A 28-year old patient suffers from epilepsy with Grand Mal for 5 years. Seizures manifest while awake, but without any further binding to the sleep-wake-cycle. Even purposeful asking did not give hints for focal onset of seizure semiology. Routine and sleep-deprivation EEG were normal as was cerebral MRI. We allocated the condition to unclassified epilepsy, as we did not find evidence for partial or generalized epilepsy. 20% of all epilepsies are unclassified, in some cases the further course of the condition allows to make the syndromatic diagnosis of partial or generalized epilepsy.
The current patient reported 4-5 five Grand Mal annually. Despite this rather high frequency of severe epileptic seizures, the patient declined – from onset of his epilepsy – taking of antiepileptic drugs. He indicated a generally dismissive attitude towards chronically taking medication.

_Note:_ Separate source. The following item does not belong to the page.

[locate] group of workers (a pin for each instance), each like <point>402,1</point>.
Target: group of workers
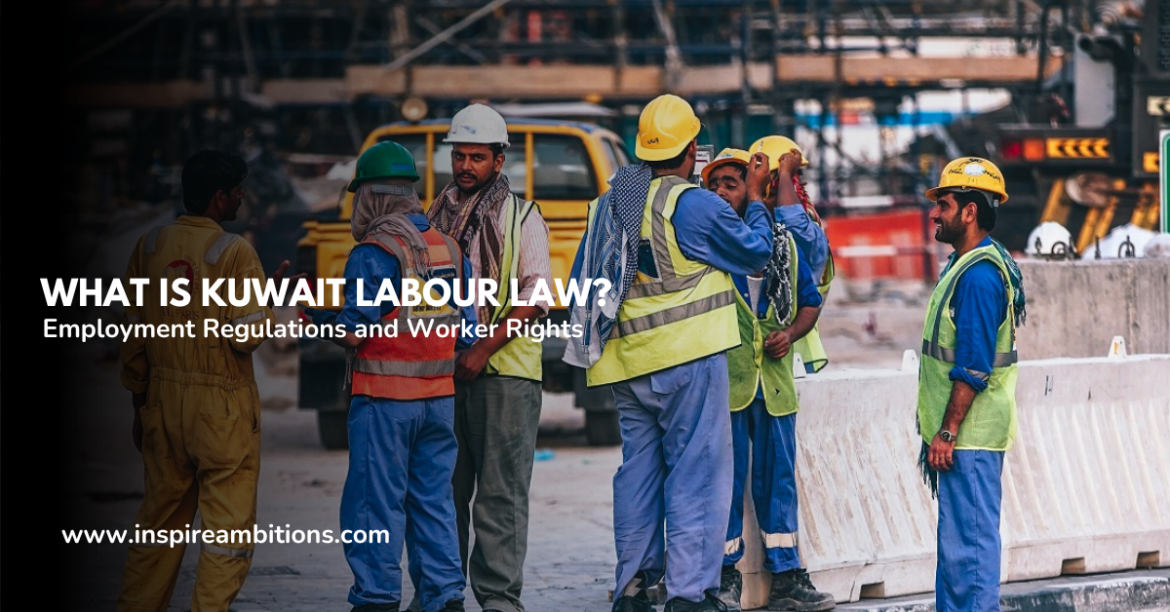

We explained to that patient that the main problem in epilepsy is that seizures generally manifest very sudden and often without any warning. In Grand Mal, uncontrolled falls may result in substantial injuries. We further had to explain him that patients may die during or shortly after a Grand Mal. This sudden unexpected death in epilepsy patients (SUDEP) is likely caused by seizure-related cardial arrhythmias. The most efficient measure to prevent SUDEP is prevention of Grand Mal. Despite our explanations, the patient further declined to take antiepileptic drugs.
Non-adherence towards physicians’ recommendations presents a great challenge, in particular in pharmacotherapy of chronic diseases. In the current case, the patient at least communicated his non-adherence; commonly, the doctor does not know about the irregular or absent taking of antiepileptic drugs.